A cross-country statistical analysis over the period 1970–2012 reveals that BRACED countries have been disproportionally affected by disasters, particularly those related to hydrometeorological hazards, when compared with other groups of developing countries. This suggests there are some commonalities between BRACED countries and helps justify and substantiate their selection to be included in this programme. However, when we look more closely at the types of hazards and impacts, the group is found to be heterogeneous. In Mauritania, Niger, Sudan and Kenya mortality rates are highest, whereas Ethiopia and Sudan have the largest numbers of people affected by disaster.
In this paper, authors create a typology of risk for BRACED countries that can be used to inform approaches to building resilience. Burkina Faso and Mali have a ‘mono-risk’ profile as they have experienced relatively few events, whereas Nepal has a ‘multi-risk’ profile and has experienced various disasters over the 42 year period analysed. Meanwhile, droughts have had a disproportionate effect compared with other climate-related hazards, especially in Africa, whereas floods have been very frequent in all BRACED countries.

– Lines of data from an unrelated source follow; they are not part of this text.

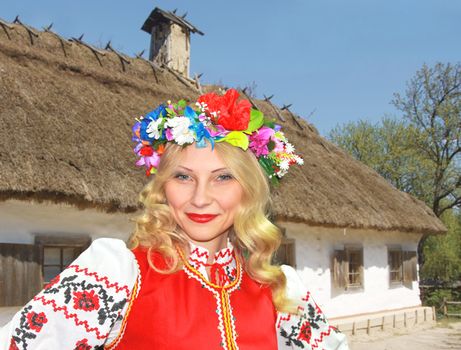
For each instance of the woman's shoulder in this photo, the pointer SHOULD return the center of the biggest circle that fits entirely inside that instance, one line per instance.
(308, 328)
(80, 305)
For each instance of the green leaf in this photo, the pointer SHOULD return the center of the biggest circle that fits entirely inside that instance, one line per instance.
(170, 112)
(182, 104)
(269, 123)
(236, 138)
(256, 121)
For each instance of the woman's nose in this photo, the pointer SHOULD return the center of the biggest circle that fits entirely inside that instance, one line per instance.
(202, 195)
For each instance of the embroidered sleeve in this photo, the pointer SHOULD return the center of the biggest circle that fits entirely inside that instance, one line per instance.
(308, 329)
(78, 308)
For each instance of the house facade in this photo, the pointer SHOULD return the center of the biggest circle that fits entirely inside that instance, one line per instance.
(67, 176)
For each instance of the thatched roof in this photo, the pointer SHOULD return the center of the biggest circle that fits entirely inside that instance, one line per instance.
(65, 137)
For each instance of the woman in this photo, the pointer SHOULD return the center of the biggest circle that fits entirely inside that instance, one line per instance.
(199, 272)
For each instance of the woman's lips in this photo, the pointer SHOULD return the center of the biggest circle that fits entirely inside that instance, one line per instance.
(201, 218)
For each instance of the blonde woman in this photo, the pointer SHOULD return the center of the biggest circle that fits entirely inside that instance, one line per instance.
(198, 273)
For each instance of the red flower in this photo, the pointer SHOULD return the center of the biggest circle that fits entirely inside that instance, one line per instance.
(146, 151)
(13, 345)
(36, 321)
(305, 332)
(82, 345)
(231, 114)
(52, 282)
(86, 301)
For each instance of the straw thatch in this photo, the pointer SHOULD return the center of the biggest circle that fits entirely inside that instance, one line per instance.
(65, 137)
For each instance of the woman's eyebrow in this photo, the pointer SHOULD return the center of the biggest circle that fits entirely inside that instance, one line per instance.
(213, 171)
(219, 169)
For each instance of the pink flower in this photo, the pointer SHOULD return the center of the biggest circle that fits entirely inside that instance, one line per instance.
(260, 139)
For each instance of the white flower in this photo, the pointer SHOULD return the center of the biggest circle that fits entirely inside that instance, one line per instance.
(299, 160)
(284, 165)
(289, 148)
(152, 129)
(180, 130)
(281, 173)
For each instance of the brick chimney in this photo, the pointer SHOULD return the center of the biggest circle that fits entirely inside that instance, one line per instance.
(170, 39)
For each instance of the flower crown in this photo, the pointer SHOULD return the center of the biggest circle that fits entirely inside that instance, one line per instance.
(213, 118)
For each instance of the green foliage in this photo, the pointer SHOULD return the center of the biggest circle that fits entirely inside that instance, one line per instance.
(387, 147)
(442, 254)
(236, 138)
(256, 121)
(420, 154)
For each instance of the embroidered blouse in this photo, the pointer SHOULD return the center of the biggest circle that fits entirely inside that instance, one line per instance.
(110, 298)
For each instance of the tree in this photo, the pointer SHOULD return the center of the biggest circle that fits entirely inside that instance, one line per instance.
(443, 253)
(388, 148)
(420, 155)
(432, 105)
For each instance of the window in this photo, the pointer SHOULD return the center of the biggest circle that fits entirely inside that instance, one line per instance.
(286, 254)
(394, 257)
(402, 267)
(347, 268)
(57, 252)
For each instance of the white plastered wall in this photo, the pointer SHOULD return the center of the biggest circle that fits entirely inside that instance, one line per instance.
(314, 248)
(20, 221)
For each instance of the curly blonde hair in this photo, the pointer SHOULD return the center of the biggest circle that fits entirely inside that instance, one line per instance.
(253, 235)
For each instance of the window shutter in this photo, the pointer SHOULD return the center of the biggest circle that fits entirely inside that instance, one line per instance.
(361, 267)
(409, 267)
(339, 267)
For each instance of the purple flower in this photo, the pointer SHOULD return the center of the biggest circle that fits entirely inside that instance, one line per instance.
(260, 139)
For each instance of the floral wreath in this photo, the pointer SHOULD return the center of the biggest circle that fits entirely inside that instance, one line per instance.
(213, 118)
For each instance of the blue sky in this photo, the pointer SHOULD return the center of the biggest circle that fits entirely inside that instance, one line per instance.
(342, 59)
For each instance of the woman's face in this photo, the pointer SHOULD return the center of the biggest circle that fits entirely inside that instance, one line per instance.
(203, 196)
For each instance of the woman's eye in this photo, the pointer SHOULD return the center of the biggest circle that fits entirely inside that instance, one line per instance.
(225, 177)
(182, 177)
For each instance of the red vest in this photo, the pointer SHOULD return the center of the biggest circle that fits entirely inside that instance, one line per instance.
(182, 311)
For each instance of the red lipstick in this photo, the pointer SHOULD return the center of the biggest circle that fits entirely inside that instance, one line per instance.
(201, 218)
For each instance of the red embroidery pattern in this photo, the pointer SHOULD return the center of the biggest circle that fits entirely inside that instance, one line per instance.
(86, 301)
(82, 345)
(101, 279)
(323, 334)
(69, 315)
(13, 345)
(36, 321)
(307, 327)
(305, 332)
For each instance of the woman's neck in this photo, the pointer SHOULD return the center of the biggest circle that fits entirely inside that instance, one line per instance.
(213, 246)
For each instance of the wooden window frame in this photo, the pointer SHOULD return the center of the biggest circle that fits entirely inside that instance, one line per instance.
(43, 241)
(286, 253)
(398, 271)
(340, 271)
(408, 267)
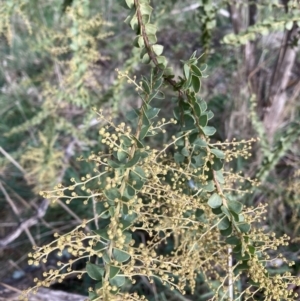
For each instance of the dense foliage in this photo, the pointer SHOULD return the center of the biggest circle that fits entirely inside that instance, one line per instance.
(160, 199)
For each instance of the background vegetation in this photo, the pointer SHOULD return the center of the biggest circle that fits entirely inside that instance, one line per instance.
(50, 82)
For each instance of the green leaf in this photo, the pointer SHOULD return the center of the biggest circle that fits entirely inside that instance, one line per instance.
(133, 114)
(168, 72)
(146, 59)
(209, 187)
(134, 160)
(178, 158)
(138, 42)
(185, 152)
(243, 227)
(139, 144)
(196, 83)
(218, 153)
(289, 25)
(186, 70)
(129, 193)
(162, 61)
(203, 105)
(93, 296)
(106, 258)
(158, 49)
(134, 24)
(125, 140)
(220, 177)
(200, 142)
(102, 233)
(152, 38)
(151, 112)
(144, 131)
(118, 281)
(160, 95)
(235, 206)
(224, 223)
(203, 120)
(210, 115)
(209, 130)
(145, 8)
(126, 3)
(215, 201)
(226, 211)
(196, 70)
(217, 164)
(120, 255)
(189, 122)
(114, 164)
(251, 250)
(158, 83)
(197, 110)
(150, 29)
(145, 86)
(113, 271)
(96, 272)
(233, 240)
(112, 194)
(216, 211)
(122, 156)
(242, 266)
(227, 231)
(128, 218)
(177, 113)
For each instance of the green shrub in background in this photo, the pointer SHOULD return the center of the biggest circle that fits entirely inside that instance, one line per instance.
(180, 191)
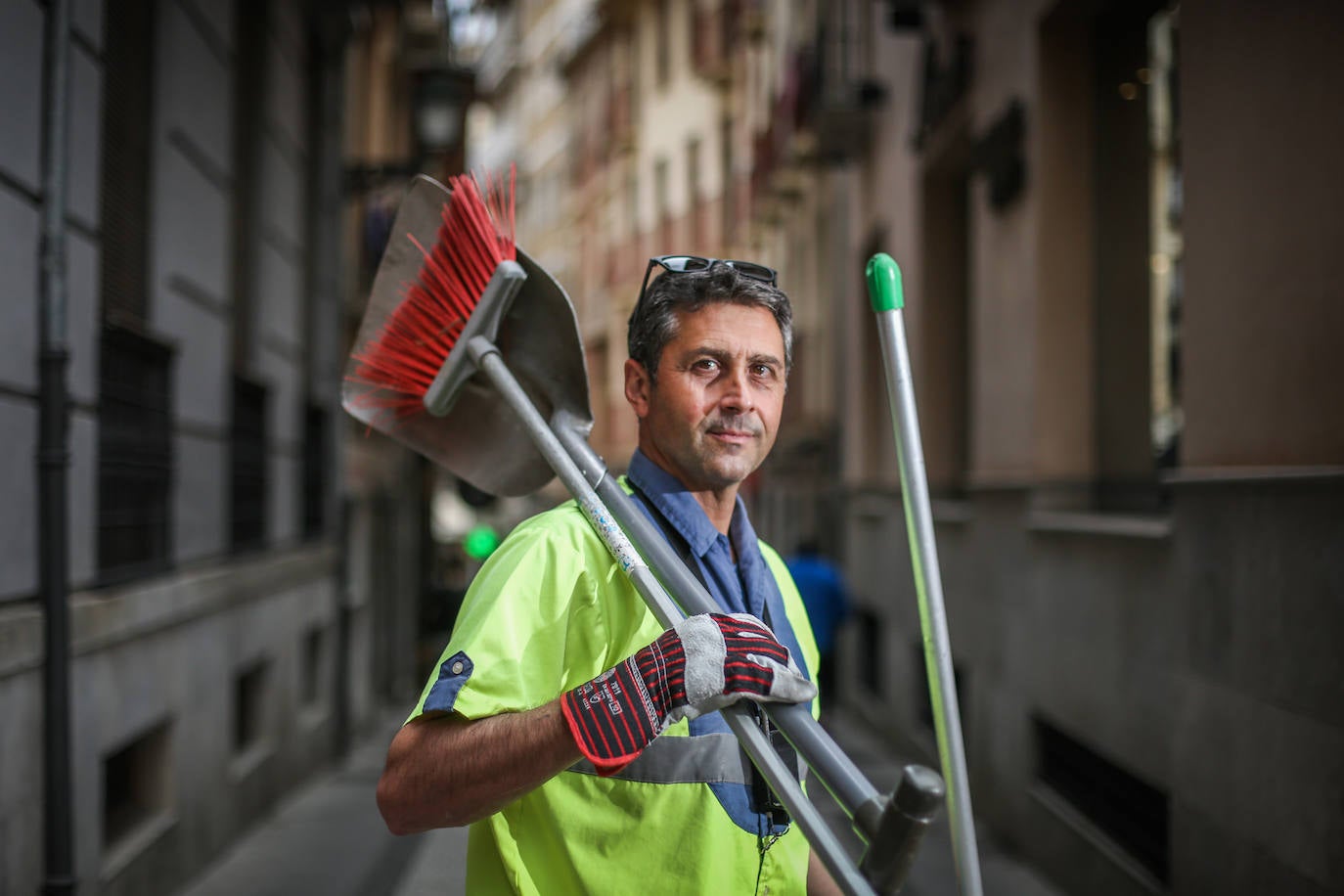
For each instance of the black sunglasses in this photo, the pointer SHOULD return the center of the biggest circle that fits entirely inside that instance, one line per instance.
(693, 263)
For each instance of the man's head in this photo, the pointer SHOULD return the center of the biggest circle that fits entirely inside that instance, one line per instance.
(689, 284)
(710, 353)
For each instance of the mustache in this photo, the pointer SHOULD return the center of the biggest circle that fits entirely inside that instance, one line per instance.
(733, 422)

This paper looks at how the national economies of different sets of developing countries are affected by disasters and have been able to ‘bounce back’ afterwards. The findings confirm a negative significant effect of disasters on economic growth: a climate event that affects 1% of the population contributes to a reduction in gross domestic product of 0.05% on average. In particular, the negative effects of climate-induced events are highly significant and important in landlocked countries, a category that includes many BRACED countries. More specifically in BRACED countries, shocks seem to be absorbed one year following a disaster, but there is a negative impact on economic growth three years following a disaster. A sharp increase in international assistance could be one explanation for the upward trend witnessed in the year following the disasters; in this case, a slowdown in the third year may be happening as a result of aid withdrawal and/or the incapacity of these countries to smooth aid flows in time. Overall, the analysis suggests disasters do not prompt a temporary economic boom, as has been previously suggested (Skidmore and Toya, 2007).
This analysis of economic resilience in BRACED countries highlights a number of important issues of relevance to aid agencies engaging in resilience-building programmes. The disproportional attention paid to larger, rarer, events over smaller, more frequent, events may be misguided. There is also a clear need to consider the range of risks and types of impacts when considering interventions, as there is wide variation across the BRACED sample, despite the fact that all these countries can be broadly categorised as disaster-prone. A more in-depth analysis is also needed to assess the impact of aid on countries’ economic recovery process, as this could be undermining longer-term efforts to build resilience.